The UCA generates a sort key — a sequence of bytes that encodes all the collation weight levels in a single string. Once sort keys are computed, comparing two strings reduces to a simple byte-by-byte comparison, which is fast. Sort keys can be stored in a database index column alongside the original text, enabling efficient ORDER BY collation without recomputing weights per comparison.

The tradeoff is that sort key generation is expensive upfront, and sort keys are locale-specific: a sort key computed for Swedish sorting cannot be directly compared against one computed for German phonebook order.

Practical Guidance

When building applications that display sorted lists of names, words, or other text to users:

Always use a locale-aware collator, never codepoint comparison or .sort() on raw strings.
Choose the correct CLDR locale for your audience.
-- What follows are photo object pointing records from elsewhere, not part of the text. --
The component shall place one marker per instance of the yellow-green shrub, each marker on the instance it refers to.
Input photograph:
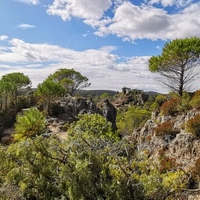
(193, 125)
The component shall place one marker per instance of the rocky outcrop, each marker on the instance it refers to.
(183, 147)
(69, 108)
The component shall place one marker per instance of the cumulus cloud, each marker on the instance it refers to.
(131, 22)
(165, 3)
(104, 69)
(85, 9)
(25, 26)
(33, 2)
(3, 37)
(147, 22)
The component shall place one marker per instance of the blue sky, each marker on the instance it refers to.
(109, 41)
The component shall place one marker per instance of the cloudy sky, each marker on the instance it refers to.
(109, 41)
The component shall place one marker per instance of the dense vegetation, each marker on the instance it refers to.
(92, 161)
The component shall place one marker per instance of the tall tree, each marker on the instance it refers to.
(49, 91)
(18, 81)
(178, 64)
(6, 91)
(70, 79)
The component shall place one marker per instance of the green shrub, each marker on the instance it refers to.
(165, 128)
(133, 118)
(193, 125)
(30, 124)
(170, 107)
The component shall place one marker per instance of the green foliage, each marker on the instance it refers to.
(133, 118)
(193, 125)
(70, 79)
(48, 92)
(177, 63)
(93, 125)
(80, 168)
(30, 124)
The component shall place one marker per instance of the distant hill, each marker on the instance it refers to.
(94, 92)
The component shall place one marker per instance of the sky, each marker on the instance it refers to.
(108, 41)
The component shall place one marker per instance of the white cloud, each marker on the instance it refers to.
(3, 37)
(104, 69)
(33, 2)
(131, 22)
(25, 26)
(85, 9)
(147, 22)
(165, 3)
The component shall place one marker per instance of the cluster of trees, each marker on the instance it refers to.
(16, 93)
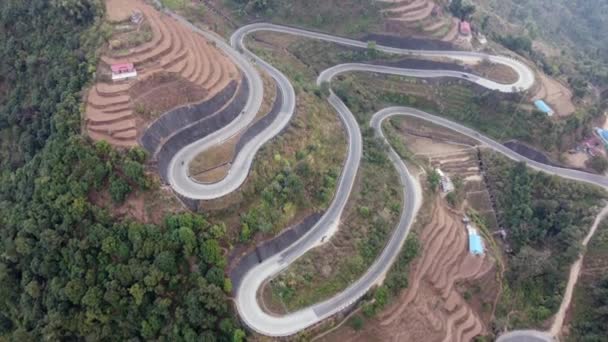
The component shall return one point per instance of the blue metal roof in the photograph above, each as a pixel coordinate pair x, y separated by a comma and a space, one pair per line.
542, 106
604, 134
475, 244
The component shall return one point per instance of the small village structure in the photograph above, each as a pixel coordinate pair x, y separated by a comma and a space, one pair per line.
446, 183
475, 240
123, 71
465, 28
603, 134
544, 107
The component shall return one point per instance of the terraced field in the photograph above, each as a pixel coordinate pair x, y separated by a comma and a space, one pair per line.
421, 16
175, 50
432, 309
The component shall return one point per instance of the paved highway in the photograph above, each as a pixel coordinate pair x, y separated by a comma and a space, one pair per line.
246, 295
185, 185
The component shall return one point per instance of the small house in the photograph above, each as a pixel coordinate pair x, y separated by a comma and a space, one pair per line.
475, 241
544, 107
465, 28
137, 17
446, 182
123, 71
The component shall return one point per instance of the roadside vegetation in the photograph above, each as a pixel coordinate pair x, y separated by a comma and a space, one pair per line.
565, 37
496, 115
589, 320
349, 17
373, 212
545, 218
295, 174
69, 270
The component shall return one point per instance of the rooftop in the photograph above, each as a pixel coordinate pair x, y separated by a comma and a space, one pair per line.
122, 67
543, 107
475, 244
465, 27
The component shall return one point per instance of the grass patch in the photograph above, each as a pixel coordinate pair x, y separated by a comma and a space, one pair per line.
346, 17
545, 217
371, 217
588, 322
174, 5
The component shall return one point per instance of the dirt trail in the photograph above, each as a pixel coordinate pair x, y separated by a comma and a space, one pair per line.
556, 95
432, 308
558, 322
422, 17
199, 70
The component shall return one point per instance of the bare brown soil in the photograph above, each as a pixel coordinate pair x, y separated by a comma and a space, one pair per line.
210, 164
213, 158
198, 71
118, 10
163, 91
214, 175
496, 72
434, 308
419, 17
145, 207
558, 96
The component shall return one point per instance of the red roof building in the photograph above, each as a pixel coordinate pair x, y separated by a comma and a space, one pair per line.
122, 68
123, 71
465, 28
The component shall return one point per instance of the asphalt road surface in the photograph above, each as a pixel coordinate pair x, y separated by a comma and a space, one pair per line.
246, 295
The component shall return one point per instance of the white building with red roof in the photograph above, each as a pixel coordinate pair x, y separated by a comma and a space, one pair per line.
123, 71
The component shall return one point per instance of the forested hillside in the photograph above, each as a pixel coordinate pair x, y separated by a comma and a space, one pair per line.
68, 269
574, 30
545, 218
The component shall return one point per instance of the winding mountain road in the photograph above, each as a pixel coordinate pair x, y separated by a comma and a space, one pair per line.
246, 295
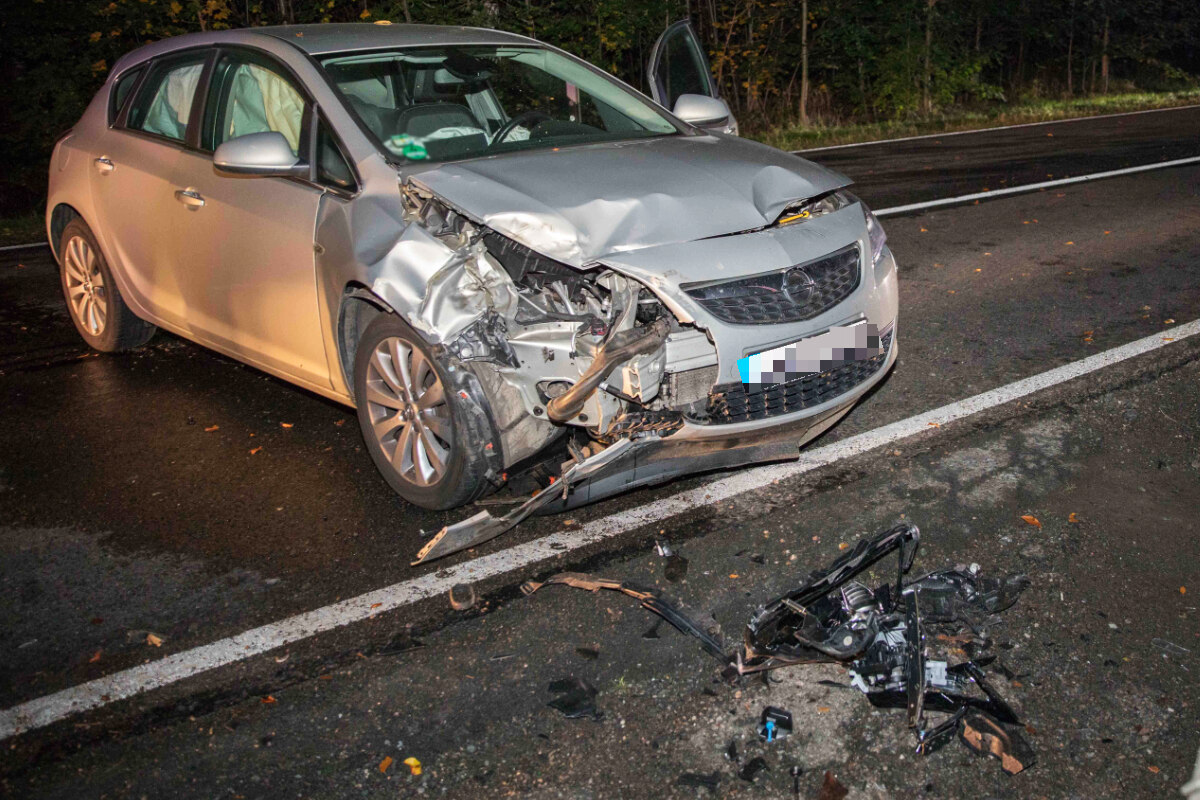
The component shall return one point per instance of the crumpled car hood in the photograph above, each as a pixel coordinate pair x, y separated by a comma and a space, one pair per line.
582, 203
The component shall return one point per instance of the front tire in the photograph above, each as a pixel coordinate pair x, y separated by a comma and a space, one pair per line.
94, 301
414, 423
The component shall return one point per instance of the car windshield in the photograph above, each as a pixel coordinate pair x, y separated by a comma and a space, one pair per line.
439, 103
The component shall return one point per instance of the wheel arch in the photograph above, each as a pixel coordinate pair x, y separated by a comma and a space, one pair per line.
60, 216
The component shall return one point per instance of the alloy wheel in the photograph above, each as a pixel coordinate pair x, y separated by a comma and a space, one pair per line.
87, 292
408, 411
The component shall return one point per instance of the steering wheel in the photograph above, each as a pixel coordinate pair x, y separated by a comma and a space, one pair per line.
520, 120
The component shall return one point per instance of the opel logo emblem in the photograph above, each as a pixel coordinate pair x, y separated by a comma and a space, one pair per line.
799, 286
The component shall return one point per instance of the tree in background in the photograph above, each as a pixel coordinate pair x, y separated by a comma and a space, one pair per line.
777, 62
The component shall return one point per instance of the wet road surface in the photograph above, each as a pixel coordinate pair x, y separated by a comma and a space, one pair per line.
131, 504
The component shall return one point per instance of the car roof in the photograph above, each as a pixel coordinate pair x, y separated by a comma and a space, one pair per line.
335, 37
325, 38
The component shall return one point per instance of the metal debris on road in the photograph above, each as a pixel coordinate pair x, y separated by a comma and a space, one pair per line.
880, 635
672, 612
576, 698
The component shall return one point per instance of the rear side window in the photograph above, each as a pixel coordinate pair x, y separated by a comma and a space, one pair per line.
251, 95
121, 91
165, 102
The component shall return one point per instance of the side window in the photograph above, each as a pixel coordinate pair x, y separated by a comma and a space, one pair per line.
165, 102
683, 67
333, 166
121, 91
251, 95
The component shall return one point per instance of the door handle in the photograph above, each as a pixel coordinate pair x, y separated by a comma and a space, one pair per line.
190, 197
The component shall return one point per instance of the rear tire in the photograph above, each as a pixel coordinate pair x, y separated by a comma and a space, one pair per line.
414, 422
94, 301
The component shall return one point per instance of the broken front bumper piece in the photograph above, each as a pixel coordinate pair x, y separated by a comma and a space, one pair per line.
647, 458
880, 633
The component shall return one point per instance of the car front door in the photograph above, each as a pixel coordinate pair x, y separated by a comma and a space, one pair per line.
250, 282
131, 184
678, 66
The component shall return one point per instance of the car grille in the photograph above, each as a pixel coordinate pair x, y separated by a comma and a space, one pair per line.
732, 403
766, 299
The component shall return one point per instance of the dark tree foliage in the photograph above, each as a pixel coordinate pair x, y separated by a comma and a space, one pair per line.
868, 59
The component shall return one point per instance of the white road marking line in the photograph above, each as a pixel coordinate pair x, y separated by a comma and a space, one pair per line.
33, 244
148, 677
1000, 127
1032, 187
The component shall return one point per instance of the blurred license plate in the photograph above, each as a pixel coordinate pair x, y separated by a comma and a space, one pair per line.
834, 348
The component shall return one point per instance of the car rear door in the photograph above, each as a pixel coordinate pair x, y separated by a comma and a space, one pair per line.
131, 181
246, 242
678, 66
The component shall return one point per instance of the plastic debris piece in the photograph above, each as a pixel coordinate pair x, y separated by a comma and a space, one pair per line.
1170, 648
988, 737
750, 771
774, 723
462, 596
576, 698
696, 781
832, 788
676, 569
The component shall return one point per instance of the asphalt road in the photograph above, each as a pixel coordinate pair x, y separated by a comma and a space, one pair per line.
131, 503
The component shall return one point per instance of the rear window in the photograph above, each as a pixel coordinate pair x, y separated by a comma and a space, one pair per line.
121, 91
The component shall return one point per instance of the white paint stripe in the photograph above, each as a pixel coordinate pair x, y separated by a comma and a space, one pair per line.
33, 244
144, 678
1032, 187
999, 127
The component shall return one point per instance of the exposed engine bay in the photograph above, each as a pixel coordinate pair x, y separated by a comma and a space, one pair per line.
576, 348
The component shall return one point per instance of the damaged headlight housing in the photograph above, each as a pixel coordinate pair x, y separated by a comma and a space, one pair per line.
874, 232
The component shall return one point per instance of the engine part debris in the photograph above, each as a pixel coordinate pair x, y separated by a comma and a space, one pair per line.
576, 698
672, 612
462, 596
774, 723
750, 771
880, 635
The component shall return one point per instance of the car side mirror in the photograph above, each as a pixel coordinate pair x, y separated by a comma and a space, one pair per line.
701, 109
265, 155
When multiple locales are plausible, consider exposing a language preference setting.
For database-level sorting, configure the correct collation on the column at table creation time. Changing collation later requires rebuilding indexes.
If you need sort keys in application code, cache them — generating a sort key per string per comparison call is wasteful.

The Unicode Collation Algorithm transforms text sorting from a seemingly trivial operation into a well-specified, internationally correct one. Using it correctly is one of the most impactful steps you can take toward genuinely multilingual software.